As a result, anti-garbage legislation flew through Virginia’s Legislature with lightning speed. Proposed January 11, it was passed into law March 29 in modified form.

“Obviously, our members are opposed to this legislation,” says Jenny Heumann, of the Washington, D.C.-based National Solid Wastes Management Association. “Our association is against any resistance to the interstate transport of solid wastes, because it goes against the commerce clause of the Constitution.”

Court challenges to the legislation may ensue. The trash-hauling industry, whose top five companies had 1998 revenue of $19.4 billion, according to Waste Age magazine, has won three interstate trash-hauling cases in the Supreme Court since 1992.

The court rulings, combined with local landfills at or near capacity and a trend toward building huge regional landfills, has brought about an increase in interstate refuse shipments in recent years. One monster Virginia landfill was designed to grow 500 feet high and occupy three square miles when it reaches capacity in about 40 years.

New York state was the No. 1 exporter of garbage in 1997, shipping out 3.7 million tons of the stuff in 1997, according to the Congressional Research Service.
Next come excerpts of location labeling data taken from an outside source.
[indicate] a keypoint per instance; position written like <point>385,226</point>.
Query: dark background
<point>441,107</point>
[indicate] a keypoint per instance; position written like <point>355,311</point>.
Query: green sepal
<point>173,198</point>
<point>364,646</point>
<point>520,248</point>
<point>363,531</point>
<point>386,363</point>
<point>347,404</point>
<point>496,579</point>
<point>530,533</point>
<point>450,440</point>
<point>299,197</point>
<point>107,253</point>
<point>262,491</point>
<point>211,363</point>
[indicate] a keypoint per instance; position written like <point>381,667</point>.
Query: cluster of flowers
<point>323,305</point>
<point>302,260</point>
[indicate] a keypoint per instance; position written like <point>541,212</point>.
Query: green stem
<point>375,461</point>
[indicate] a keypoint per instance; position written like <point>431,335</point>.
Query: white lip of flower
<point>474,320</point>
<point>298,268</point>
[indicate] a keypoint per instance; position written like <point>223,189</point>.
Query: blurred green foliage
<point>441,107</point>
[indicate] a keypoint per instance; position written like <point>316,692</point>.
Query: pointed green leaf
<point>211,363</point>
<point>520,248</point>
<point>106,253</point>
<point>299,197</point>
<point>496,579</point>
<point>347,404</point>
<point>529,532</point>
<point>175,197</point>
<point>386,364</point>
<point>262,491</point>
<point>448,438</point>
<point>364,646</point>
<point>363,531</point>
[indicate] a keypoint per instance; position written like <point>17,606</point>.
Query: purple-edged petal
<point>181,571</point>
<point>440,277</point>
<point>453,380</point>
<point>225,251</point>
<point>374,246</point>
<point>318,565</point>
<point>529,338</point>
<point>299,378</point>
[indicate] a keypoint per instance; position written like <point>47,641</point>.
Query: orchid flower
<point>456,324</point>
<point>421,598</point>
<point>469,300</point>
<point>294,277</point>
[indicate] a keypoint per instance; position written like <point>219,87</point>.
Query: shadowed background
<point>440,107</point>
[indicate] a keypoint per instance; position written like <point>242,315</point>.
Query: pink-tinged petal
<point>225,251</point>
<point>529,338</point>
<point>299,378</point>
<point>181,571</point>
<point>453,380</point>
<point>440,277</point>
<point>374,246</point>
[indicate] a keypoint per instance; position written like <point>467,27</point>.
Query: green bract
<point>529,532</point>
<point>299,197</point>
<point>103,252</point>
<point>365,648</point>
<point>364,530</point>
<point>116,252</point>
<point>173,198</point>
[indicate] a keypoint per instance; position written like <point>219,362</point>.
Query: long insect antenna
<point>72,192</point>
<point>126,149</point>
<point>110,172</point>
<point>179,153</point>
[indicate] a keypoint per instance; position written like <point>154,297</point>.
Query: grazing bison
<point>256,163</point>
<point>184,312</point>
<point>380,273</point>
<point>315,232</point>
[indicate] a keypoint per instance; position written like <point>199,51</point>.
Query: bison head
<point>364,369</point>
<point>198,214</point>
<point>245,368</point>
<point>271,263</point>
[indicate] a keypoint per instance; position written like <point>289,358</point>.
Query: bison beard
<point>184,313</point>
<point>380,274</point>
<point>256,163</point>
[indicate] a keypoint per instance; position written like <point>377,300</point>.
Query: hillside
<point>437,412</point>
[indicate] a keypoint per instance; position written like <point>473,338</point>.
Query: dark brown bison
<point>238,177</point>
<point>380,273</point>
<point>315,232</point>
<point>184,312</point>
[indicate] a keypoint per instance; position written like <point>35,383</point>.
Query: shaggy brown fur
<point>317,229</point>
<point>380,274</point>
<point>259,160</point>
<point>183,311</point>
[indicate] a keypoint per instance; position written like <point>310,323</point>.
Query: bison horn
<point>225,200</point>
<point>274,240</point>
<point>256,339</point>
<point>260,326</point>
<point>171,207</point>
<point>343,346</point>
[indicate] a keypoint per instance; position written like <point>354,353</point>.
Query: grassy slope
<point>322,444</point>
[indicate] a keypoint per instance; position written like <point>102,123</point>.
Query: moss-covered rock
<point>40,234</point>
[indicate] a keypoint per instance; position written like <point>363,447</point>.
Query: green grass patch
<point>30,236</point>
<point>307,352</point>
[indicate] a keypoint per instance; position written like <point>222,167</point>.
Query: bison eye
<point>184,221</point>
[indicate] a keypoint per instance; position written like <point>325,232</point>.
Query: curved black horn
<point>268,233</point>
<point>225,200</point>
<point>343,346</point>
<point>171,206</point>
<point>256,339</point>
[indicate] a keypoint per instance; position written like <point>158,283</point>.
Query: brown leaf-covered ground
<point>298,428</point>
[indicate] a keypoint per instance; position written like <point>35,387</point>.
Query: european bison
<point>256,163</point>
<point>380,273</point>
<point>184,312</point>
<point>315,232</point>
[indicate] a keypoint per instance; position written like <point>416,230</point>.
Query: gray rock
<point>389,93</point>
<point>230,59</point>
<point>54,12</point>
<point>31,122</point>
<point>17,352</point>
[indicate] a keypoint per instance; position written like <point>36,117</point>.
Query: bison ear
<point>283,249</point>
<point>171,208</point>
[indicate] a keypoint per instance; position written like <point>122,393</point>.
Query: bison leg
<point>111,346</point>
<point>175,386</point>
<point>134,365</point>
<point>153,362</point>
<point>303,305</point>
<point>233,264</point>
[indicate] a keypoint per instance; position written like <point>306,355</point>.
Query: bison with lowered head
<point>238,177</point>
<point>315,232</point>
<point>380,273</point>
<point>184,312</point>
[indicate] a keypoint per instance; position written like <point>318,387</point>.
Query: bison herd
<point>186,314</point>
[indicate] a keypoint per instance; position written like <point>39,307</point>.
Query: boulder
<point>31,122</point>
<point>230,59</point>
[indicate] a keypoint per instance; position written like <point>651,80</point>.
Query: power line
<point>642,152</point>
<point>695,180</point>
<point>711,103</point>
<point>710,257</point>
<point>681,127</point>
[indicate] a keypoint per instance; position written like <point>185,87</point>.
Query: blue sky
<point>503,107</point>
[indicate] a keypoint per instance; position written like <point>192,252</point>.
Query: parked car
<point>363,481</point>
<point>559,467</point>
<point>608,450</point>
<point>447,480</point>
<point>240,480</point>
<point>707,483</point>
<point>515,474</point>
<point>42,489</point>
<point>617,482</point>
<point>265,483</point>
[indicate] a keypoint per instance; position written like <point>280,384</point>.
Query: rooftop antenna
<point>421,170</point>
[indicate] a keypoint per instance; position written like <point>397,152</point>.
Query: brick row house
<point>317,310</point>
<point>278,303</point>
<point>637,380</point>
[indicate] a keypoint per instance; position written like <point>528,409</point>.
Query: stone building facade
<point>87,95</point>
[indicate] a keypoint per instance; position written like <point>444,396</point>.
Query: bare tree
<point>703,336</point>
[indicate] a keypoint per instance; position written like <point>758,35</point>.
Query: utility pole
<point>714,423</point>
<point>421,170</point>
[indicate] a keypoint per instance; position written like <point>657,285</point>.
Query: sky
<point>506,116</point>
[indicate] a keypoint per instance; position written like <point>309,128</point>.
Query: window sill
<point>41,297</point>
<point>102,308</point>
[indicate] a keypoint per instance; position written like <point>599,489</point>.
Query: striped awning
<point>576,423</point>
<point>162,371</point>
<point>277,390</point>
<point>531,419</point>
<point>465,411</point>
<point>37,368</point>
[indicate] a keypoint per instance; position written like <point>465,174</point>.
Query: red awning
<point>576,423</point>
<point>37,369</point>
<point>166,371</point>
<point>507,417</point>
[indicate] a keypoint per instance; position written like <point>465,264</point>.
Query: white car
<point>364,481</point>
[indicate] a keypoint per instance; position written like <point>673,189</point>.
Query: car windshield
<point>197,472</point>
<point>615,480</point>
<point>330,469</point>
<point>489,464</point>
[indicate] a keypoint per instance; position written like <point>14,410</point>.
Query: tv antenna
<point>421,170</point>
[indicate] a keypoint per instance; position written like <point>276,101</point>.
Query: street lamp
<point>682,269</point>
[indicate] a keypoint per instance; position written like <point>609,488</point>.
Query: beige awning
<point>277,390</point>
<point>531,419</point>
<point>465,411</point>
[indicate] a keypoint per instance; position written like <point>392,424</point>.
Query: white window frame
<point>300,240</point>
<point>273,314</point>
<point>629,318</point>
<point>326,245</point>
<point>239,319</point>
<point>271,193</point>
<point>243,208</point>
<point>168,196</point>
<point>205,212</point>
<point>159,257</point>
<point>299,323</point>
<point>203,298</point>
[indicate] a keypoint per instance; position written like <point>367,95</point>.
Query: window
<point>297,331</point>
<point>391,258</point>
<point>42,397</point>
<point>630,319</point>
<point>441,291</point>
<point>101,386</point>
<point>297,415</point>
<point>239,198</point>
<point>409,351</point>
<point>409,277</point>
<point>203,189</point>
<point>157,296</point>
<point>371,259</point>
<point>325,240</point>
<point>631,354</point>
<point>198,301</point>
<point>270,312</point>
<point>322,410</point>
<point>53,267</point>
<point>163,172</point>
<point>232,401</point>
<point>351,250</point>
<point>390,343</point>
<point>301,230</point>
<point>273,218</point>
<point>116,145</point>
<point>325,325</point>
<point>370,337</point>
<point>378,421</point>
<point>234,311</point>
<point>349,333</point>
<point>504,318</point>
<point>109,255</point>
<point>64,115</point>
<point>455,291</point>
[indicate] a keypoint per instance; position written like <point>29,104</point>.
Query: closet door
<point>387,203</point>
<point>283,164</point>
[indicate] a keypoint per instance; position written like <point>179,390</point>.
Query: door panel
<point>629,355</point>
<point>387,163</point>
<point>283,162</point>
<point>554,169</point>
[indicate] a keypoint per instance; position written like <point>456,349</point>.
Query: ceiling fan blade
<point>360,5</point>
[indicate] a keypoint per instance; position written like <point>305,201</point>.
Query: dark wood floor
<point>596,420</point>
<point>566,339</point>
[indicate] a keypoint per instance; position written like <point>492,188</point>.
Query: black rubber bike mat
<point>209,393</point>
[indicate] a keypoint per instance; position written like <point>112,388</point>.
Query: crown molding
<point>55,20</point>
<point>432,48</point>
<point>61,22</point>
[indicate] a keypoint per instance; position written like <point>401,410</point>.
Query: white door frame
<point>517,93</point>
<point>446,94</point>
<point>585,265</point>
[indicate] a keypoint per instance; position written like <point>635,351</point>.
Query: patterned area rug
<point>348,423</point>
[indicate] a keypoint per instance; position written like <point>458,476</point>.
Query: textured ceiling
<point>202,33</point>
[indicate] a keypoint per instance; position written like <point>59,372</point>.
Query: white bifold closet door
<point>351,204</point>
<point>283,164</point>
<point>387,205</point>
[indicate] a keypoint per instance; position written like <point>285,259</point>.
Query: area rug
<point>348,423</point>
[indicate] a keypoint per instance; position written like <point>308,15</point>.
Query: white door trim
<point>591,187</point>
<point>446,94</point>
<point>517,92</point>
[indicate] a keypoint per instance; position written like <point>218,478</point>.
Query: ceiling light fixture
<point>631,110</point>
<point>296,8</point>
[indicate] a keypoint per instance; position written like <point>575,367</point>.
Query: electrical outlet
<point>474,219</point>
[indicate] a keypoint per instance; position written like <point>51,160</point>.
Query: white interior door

Illinois was second, at 2.8 million tons, New Jersey exported 2.4 million, Maryland had 1.8 million and Missouri, 1.6 million. There’s a big falloff to sixth place Ohio, which farmed out 902,000 tons, followed by Louisiana at 800,000, Washington, 778,000, the District of Columbia, 650,000, and Indiana, 559,000.

Of the 35 states that exported solid waste in 1997, Mississippi was next to last with 15,000 tons and Tennessee took up the rear, exporting 4,900 tons.

On the East Coast, the flow of garbage between states will be thrown dramatically out of kilter in 2001, the year New York City’s main solid waste disposal site, Fresh Kills Landfill, closes.